Par un mémoire en défense, enregistré le 23 septembre 2025, le préfet des Hauts-de-Seine conclut au rejet de la requête.
Il fait valoir que M. A… ne justifie pas d’une situation d’urgence grave et immédiate, dès lors que, d’une part, il ne résulte pas des pièces du dossier que son employeur l’ait menacé de suspendre son contrat de travail ou d’engager une procédure de licenciement à son encontre et que, d’autre part, l’intéressé est visé par une plainte déposée par la mère de sa fille pour usage de faux dans un document administratif constatant une identité, en l’occurrence celle de leur fille, en vue de voir son titre de séjour être renouvelé.
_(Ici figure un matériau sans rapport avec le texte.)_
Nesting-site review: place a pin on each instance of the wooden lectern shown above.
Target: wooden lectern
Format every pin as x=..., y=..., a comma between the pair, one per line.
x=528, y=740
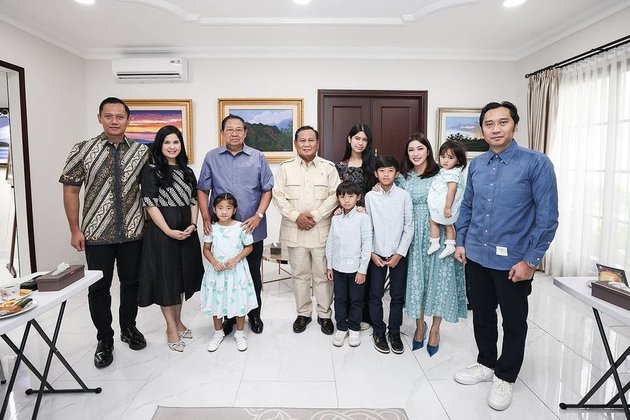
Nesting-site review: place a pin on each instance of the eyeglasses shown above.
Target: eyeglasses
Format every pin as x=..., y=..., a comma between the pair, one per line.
x=231, y=131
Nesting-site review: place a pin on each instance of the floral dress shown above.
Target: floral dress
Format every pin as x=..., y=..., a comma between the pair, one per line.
x=435, y=284
x=229, y=292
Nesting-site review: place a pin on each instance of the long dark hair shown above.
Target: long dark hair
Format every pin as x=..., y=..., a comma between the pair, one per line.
x=367, y=156
x=407, y=166
x=223, y=197
x=163, y=174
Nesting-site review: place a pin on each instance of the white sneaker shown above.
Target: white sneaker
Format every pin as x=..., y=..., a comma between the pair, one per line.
x=216, y=340
x=355, y=338
x=435, y=245
x=241, y=340
x=500, y=396
x=339, y=338
x=474, y=374
x=449, y=248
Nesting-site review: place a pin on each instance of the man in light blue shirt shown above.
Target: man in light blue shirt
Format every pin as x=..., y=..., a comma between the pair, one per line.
x=244, y=172
x=508, y=218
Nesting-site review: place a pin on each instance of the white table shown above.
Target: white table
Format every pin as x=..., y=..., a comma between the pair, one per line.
x=45, y=302
x=579, y=288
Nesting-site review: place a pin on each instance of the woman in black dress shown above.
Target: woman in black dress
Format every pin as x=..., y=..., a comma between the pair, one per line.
x=171, y=267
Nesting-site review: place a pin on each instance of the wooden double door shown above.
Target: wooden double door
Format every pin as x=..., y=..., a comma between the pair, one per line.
x=392, y=115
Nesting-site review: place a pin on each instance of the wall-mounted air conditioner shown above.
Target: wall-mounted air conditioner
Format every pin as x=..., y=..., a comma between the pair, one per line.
x=150, y=69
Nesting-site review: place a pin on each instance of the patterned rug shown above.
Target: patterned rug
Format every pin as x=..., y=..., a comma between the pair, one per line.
x=240, y=413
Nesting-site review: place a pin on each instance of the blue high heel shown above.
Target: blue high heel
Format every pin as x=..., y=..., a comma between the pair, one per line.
x=415, y=345
x=432, y=349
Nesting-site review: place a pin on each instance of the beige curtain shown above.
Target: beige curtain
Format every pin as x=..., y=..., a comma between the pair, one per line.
x=542, y=108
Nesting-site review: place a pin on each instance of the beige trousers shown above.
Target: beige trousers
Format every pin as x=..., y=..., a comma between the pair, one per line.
x=309, y=265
Vu les autres pièces du dossier.
Vu :
—
l’accord franco-algérien du 27 décembre 1968 modifié, relatif à la circulation, à l’emploi et au séjour des ressortissants algériens et de leurs familles ;
le code de l’entrée et du séjour des étrangers et du droit d’asile ;
—
le code de justice administrative.
Le président du tribunal a désigné M. Chabauty, premier conseiller, en application des dispositions de l’article L. 511-2 du code de justice administrative, pour statuer sur les requêtes en référé.
Considérant ce qui suit :
Le 3 septembre 2024, M. B… A…, ressortissant algérien né le 15 janvier 1994, s’est vu délivrer un certificat de résidence algérien portant la mention « vie privée et familiale » l’autorisant à travailler valable jusqu’au 2 septembre 2025, dont il a demandé le renouvellement le 18 juin 2025 au moyen du téléservice « ANEF ». Par la présente requête, M. A… demande au juge des référés, statuant sur le fondement des dispositions de l’article L. 521-3 du code de justice administrative, d’enjoindre au préfet des Hauts-de-Seine de lui délivrer un récépissé de demande de renouvellement de titre de séjour ou une attestation de prolongation d’instruction l’autorisant à travailler.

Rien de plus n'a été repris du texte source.